Spring showers on Saturn’s moon

Like here on Earth, spring seems to have brought rain to Titan's equatorial deserts, and on this distant, icy satellite, it rains methane.

Published: March 18, 2011 at 5:36 pm

The latest observations of Saturn’s largest moon, Titan, suggest that it’s not just Earth that experiences April showers. Spring also seems to have brought rain to Titan’s equatorial deserts, and on this distant, icy satellite, it rains methane.

The weather patterns were revealed in images captured by NASA's Cassini spacecraft – the first time scientists have seen evidence of rain soaking the moon’s surface.

Belts of precipitation falling from large cloud systems and spotted by Cassini's cameras in late 2010, have apparently darkened the surface of the moon. Scientists interpret this darkening as the areas remaining wet after methane rainstorms.

The observations show that the weather systems of Titan's thick atmosphere and the changes they bring to its surface are affected by the seasons. Scientists working on the Cassini imaging team are amazed to be watching such familiar activity as rainstorms and seasonal changes in weather patterns on a satellite that’s about 1.2 billion km from Earth.

The Saturn system went through equinox – when the Sun lies directly over a planet's equator and seasons change – in August 2009 (a year at Saturn is almost 30 Earth years). Years of Cassini observations suggest that Titan's global atmospheric circulation pattern responds to the changes in solar illumination and is influenced by the atmosphere and the surface.

Cassini found the surface temperature responds more rapidly to sunlight changes than does the thick atmosphere and the changing circulation pattern this brought about produced clouds in Titan's equatorial region.

Clouds on Titan are formed of methane, as part of an Earth-like cycle that uses methane instead of water. On Titan, methane fills lakes on the surface, saturates clouds in the atmosphere, and falls as rain.

Though there is evidence that liquids have flowed on the surface at Titan's equator in the past, liquid hydrocarbons, such as methane and ethane, had only been observed on the surface in lakes at polar latitudes.

The vast expanses of dunes that dominate Titan's equatorial regions need an arid climate. Scientists suspected that clouds might appear at Titan's equatorial latitudes as spring in the northern hemisphere progressed. But they weren’t sure if dry channels previously observed were cut by seasonal rains or remained from an earlier, wetter climate.

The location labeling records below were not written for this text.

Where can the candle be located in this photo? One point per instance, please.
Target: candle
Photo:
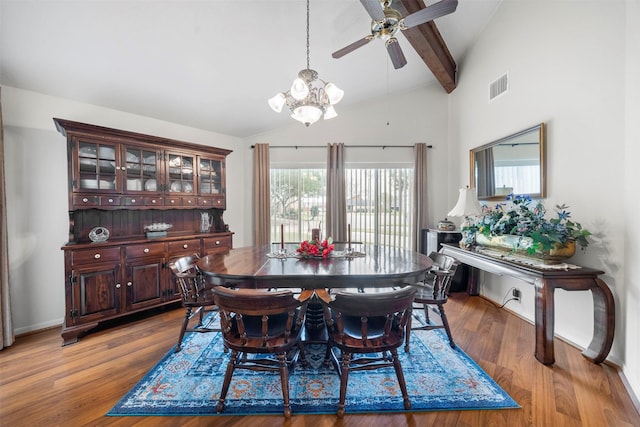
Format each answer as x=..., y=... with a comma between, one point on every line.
x=282, y=236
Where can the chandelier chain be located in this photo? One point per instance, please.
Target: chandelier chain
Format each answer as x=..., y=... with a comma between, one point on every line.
x=307, y=34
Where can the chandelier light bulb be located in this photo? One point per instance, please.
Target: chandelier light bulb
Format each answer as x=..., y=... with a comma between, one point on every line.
x=310, y=97
x=330, y=113
x=334, y=93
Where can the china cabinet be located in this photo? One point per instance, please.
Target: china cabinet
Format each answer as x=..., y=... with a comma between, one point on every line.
x=121, y=186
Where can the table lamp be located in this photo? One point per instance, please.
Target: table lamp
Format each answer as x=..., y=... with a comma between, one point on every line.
x=466, y=207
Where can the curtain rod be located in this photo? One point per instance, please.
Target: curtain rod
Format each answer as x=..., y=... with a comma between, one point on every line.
x=354, y=146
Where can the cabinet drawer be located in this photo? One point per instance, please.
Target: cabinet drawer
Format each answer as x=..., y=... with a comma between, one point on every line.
x=173, y=201
x=110, y=200
x=90, y=256
x=153, y=201
x=184, y=246
x=219, y=202
x=149, y=249
x=80, y=200
x=134, y=201
x=189, y=201
x=217, y=242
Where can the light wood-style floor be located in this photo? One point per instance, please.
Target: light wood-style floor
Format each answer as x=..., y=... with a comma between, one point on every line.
x=44, y=384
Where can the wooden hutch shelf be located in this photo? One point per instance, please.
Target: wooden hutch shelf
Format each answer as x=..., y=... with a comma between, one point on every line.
x=123, y=182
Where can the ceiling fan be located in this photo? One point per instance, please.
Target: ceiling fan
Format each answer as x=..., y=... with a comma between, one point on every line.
x=387, y=21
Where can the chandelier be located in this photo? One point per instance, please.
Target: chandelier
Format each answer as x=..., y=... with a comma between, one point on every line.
x=310, y=97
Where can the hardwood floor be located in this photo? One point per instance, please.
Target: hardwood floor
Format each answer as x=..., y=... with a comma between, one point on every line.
x=44, y=384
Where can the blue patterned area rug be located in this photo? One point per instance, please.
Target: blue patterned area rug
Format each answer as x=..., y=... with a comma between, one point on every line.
x=188, y=383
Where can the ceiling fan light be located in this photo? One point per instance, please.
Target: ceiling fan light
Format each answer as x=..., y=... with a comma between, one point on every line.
x=307, y=114
x=277, y=102
x=334, y=93
x=330, y=113
x=299, y=89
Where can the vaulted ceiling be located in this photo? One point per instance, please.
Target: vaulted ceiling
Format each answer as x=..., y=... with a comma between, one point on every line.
x=213, y=64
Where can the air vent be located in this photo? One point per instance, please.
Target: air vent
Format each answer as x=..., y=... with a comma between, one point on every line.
x=499, y=86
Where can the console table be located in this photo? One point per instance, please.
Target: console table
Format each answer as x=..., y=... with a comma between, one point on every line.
x=546, y=281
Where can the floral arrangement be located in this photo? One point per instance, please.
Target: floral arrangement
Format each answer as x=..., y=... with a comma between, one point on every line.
x=520, y=216
x=316, y=248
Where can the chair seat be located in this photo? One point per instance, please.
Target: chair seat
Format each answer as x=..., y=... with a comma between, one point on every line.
x=260, y=321
x=367, y=329
x=424, y=293
x=197, y=298
x=432, y=294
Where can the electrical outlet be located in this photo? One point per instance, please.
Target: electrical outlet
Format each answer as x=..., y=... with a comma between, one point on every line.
x=516, y=294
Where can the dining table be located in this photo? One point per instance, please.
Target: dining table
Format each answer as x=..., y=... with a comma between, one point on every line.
x=271, y=266
x=358, y=267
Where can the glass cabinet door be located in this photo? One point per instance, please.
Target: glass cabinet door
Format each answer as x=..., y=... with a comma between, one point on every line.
x=210, y=177
x=181, y=173
x=141, y=166
x=96, y=166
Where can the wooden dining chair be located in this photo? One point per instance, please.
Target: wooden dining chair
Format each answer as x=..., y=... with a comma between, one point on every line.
x=196, y=298
x=432, y=294
x=367, y=329
x=260, y=321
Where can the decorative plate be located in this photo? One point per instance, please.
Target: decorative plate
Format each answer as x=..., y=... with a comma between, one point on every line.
x=99, y=234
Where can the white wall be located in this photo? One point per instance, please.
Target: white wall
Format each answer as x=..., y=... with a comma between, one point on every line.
x=630, y=300
x=566, y=68
x=36, y=176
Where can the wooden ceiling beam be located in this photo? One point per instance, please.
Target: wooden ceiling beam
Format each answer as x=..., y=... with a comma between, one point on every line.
x=428, y=42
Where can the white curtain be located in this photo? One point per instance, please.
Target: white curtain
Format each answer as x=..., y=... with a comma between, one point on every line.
x=336, y=194
x=6, y=326
x=261, y=195
x=420, y=216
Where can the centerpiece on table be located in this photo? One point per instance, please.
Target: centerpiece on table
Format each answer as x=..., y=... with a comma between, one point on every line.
x=315, y=248
x=520, y=226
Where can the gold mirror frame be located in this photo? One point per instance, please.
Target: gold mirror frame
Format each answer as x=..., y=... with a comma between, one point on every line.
x=518, y=149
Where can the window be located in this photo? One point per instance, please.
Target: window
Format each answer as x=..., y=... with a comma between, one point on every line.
x=379, y=203
x=297, y=202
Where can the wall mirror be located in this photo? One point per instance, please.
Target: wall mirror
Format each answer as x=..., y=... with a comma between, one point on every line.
x=513, y=164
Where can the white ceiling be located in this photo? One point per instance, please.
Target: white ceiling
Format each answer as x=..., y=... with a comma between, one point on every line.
x=207, y=64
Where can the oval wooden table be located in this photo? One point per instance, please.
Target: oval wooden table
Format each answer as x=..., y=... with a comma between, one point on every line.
x=253, y=267
x=256, y=267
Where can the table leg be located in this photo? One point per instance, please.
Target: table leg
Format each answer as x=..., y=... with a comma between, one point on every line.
x=544, y=321
x=604, y=313
x=315, y=329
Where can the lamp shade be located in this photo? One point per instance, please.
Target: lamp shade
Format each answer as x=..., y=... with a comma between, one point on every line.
x=467, y=204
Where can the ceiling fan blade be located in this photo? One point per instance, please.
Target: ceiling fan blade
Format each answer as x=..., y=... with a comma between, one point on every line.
x=395, y=53
x=353, y=46
x=430, y=13
x=374, y=9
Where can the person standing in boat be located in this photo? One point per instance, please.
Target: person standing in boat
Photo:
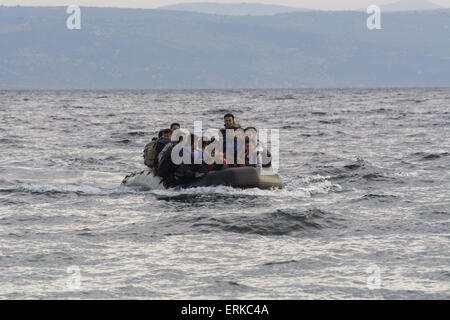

An arrow-shaped storm (see picture above) appeared in the equatorial regions on Sept. 27, 2010 -- the equivalent of early April in Titan's "year" -- and a broad band of clouds appeared the next month. Over the next few months, Cassini captured short-lived surface changes visible in images of Titan's surface.

A 500,000km2 region along the southern boundary of Titan's Belet dune field had become darker (see before and after pictures, left). Scientists compared the images to data from other instruments and ruled out other possible causes for the surface changes. They concluded that change in brightness is most likely the result of surface wetting by methane rain.

These observations suggest that recent weather on Titan is similar to the Earth's tropics. In tropical regions, Earth receives its most direct sunlight, creating a band of rising motion and rain clouds that encircle the planet. The methane rainfalls may be the Titan equivalent of what creates Earth's tropical rainforest climates.